A Facebook representative will meet with Victoria's police chief over concerns the social media site's users are a "mob" that incites hatred and undermines the criminal justice system.
Chief Commissioner Ken Lay confirmed on Friday that since he publicly criticised the company's response to major cases, he had been contacted by Facebook's head in Southeast Asia.
"I'll be meeting with him in the next few weeks to have a chat about some of my concerns," Mr Lay told Fairfax Radio.
Earlier this year, Mr Lay attacked Facebook for failing to quickly remove hate pages that could have threatened the high-profile prosecution of Adrian Ernest Bayley, the Melbourne man accused of raping and murdering ABC staffer Jill Meagher.
"They've got a social responsibility, this mob," Mr Lay said in October.
Bayley, 41, had at least six Facebook pages - devoted to revealing his background - posted on Facebook for days before they were finally deleted.

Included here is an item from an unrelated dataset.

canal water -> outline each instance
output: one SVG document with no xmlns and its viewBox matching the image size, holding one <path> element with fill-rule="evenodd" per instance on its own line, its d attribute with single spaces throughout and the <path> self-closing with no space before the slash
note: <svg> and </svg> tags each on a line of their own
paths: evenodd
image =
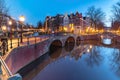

He is still in custody and awaiting his next court appearance in January.
Law enforcement authorities have similar concerns about other hate pages, including some that target accused killers, a page that targeted a senior traffic policeman, and the continuing problem of trolls who litter victims' memorial pages with offensive content.
Australia's attorneys-general met earlier this year to discuss how best to tackle social media when users can easily skirt around court publication bans and prejudice someone's right to a fair trial.